Baca Juga : Stok Daging Kurban Masih Melimpah di Freezer, Amankah Makan Daging Setiap Hari?
Kota Plered didesain bukan semata sebagai kompleks istana, tetapi sebagai benteng kekuasaan absolut. Tembok-tembok yang mengelilingi keraton, menurut laporan tahun 1659, tingginya lima depa dan tebal dua depa. Rouffaer mencatat bahwa tembok itu seluruhnya dibangun dari batu bata, disisipi batu alam putih, dan permukaannya ditutup segitiga dari batu putih yang dirancang menyerupai bata lebar. Kekokohan arsitektur ini tidak hanya membedakan Plered dari pendahulunya, tetapi juga menunjukkan transisi dari keraton kayu ke keraton batu bata, mencerminkan aspirasi permanensi dan kekuasaan mutlak.

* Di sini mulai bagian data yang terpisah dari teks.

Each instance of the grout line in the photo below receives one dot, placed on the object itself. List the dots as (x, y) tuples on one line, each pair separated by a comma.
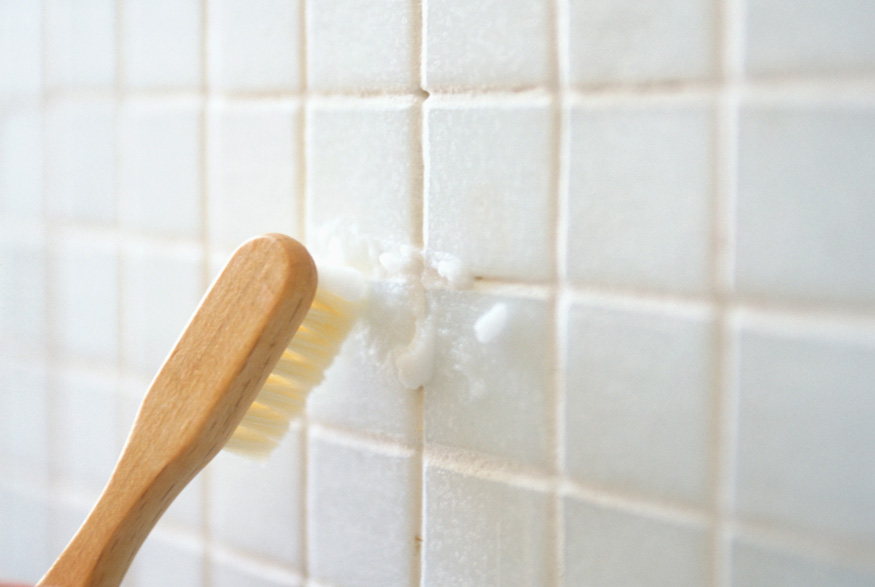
[(725, 411), (560, 164)]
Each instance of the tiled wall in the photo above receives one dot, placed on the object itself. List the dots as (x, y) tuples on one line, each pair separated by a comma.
[(673, 200)]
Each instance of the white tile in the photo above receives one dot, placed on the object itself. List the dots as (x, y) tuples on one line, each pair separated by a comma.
[(81, 43), (481, 532), (757, 566), (362, 390), (160, 168), (23, 321), (809, 37), (640, 188), (161, 43), (639, 42), (81, 155), (25, 553), (362, 518), (271, 522), (360, 170), (488, 186), (355, 45), (21, 27), (639, 399), (161, 292), (610, 547), (86, 299), (491, 397), (806, 446), (21, 164), (490, 44), (88, 440), (806, 215), (166, 559), (253, 167), (254, 44), (228, 570), (24, 415)]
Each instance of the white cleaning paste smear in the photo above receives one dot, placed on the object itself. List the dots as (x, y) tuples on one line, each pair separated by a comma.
[(491, 324), (415, 363)]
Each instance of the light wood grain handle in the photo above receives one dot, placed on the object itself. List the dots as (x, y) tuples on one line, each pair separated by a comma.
[(236, 336)]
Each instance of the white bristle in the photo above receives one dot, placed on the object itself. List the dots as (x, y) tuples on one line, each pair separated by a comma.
[(300, 369)]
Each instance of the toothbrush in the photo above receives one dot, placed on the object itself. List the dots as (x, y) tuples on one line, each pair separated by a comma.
[(220, 368)]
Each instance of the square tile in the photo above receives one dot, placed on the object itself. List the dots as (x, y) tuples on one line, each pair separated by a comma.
[(80, 43), (360, 171), (160, 161), (21, 52), (492, 396), (86, 299), (489, 189), (805, 213), (161, 43), (640, 189), (480, 532), (757, 566), (25, 553), (494, 44), (640, 388), (81, 159), (253, 166), (361, 517), (229, 570), (271, 523), (21, 164), (815, 37), (162, 289), (255, 44), (806, 446), (610, 547), (362, 390), (23, 322), (88, 440), (640, 42), (24, 416), (355, 45)]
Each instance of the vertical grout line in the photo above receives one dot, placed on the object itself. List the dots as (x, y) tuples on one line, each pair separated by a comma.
[(728, 32), (203, 163), (51, 246), (419, 210), (560, 190), (303, 185)]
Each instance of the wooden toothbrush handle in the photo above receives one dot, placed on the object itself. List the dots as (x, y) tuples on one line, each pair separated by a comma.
[(203, 390)]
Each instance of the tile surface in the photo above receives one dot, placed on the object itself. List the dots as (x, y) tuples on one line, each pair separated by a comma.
[(361, 522), (639, 397), (356, 44), (481, 532), (491, 397), (488, 189), (486, 45), (607, 547), (805, 207), (640, 42), (639, 194), (805, 443)]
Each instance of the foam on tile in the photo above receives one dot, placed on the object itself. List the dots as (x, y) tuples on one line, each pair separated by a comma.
[(491, 323)]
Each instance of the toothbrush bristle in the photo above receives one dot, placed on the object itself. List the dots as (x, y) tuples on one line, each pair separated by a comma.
[(300, 369)]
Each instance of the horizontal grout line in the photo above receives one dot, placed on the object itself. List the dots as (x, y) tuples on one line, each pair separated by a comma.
[(369, 441), (811, 545), (246, 560)]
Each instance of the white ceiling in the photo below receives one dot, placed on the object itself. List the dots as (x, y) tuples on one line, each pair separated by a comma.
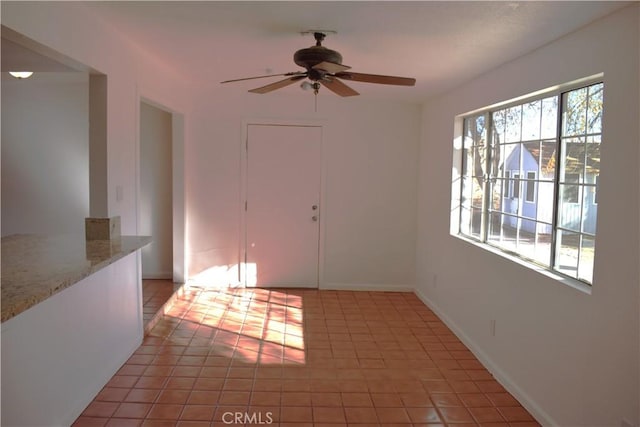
[(441, 44)]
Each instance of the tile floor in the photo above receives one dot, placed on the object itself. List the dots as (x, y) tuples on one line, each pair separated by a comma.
[(156, 293), (302, 358)]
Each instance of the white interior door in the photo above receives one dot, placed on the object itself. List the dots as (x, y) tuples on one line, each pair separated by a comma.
[(283, 205)]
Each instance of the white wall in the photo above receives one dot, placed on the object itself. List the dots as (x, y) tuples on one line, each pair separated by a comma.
[(58, 355), (45, 153), (572, 358), (156, 191), (72, 30), (369, 203)]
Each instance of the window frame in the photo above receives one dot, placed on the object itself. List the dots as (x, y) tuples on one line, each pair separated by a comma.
[(509, 180)]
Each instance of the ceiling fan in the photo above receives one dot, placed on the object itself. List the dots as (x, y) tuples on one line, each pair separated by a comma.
[(324, 67)]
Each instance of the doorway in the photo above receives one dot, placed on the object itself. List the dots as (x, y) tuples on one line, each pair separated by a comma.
[(156, 200), (283, 206)]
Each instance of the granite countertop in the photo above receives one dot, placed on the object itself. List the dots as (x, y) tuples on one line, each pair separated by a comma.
[(35, 267)]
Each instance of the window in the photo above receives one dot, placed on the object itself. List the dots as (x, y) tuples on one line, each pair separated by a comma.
[(529, 177), (531, 187)]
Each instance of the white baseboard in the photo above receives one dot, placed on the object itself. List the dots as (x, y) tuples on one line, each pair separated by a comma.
[(167, 275), (529, 404), (98, 383), (366, 287)]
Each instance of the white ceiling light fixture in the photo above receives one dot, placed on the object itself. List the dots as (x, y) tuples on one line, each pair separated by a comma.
[(21, 74)]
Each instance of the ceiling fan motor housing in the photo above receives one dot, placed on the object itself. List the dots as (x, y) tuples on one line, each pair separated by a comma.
[(314, 55)]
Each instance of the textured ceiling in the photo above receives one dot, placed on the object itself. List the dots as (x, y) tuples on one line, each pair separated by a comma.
[(441, 44)]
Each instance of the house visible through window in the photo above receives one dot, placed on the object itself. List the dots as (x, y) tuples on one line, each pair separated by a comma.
[(529, 179)]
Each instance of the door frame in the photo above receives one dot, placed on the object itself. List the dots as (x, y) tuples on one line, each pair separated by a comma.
[(244, 163), (180, 273)]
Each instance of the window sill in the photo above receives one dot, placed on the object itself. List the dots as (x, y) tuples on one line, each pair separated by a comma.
[(568, 281)]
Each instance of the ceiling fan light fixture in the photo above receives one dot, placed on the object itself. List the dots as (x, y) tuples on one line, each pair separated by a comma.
[(21, 74)]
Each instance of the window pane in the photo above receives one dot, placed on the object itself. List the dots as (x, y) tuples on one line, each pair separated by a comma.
[(543, 248), (545, 203), (497, 195), (498, 118), (531, 113), (575, 112), (465, 220), (506, 191), (548, 160), (594, 110), (549, 127), (570, 209), (530, 195), (467, 161), (592, 158), (531, 203), (502, 231), (476, 197), (587, 255), (516, 186), (568, 244), (476, 220), (466, 191), (513, 120), (589, 210), (573, 159)]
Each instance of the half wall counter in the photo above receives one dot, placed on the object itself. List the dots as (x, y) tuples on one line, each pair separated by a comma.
[(71, 316)]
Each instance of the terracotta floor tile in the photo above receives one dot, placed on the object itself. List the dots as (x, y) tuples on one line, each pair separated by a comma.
[(132, 410), (111, 394), (356, 400), (100, 409), (163, 411), (392, 415), (361, 415), (326, 399), (445, 399), (197, 412), (307, 357), (328, 414), (295, 414), (485, 415), (455, 414), (124, 422), (142, 395), (173, 396), (515, 413), (83, 421), (423, 415)]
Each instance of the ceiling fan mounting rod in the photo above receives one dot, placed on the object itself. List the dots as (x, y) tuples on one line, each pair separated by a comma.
[(319, 37)]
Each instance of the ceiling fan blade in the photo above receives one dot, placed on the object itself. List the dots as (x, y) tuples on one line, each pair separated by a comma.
[(295, 73), (330, 67), (277, 85), (376, 78), (337, 87)]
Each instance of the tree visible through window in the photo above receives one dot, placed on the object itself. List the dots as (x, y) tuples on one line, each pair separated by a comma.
[(529, 177)]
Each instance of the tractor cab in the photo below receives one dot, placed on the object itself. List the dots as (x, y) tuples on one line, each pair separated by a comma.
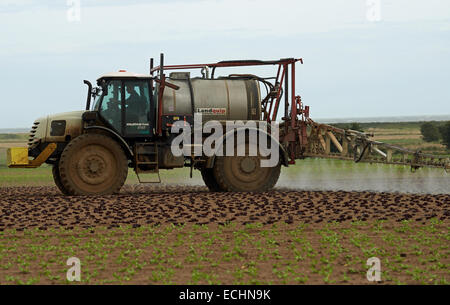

Tak kalah menarik adalah proses pembangunan yang berkepanjangan dan sarat kekerasan. Masjid keraton, yang mulai dibangun pada tahun 1571 J (1649 M), masih belum rampung saat kunjungan pertama Van Goens. Bahkan pada 1655, ketika utusan Belanda Winrick Kieft datang, pembangunan istana utama Prabayeksa masih berlangsung. Dalam laporan Fruin-Mees disebutkan bahwa para pejabat tinggi yang enggan membantu pembangunan dipaksa bekerja di bawah terik matahari, dijemur di paseban. Raja Amangkurat I tidak bisa diganggu, bahkan oleh duta asing, karena sibuk membangun istana bersama para permaisurinya...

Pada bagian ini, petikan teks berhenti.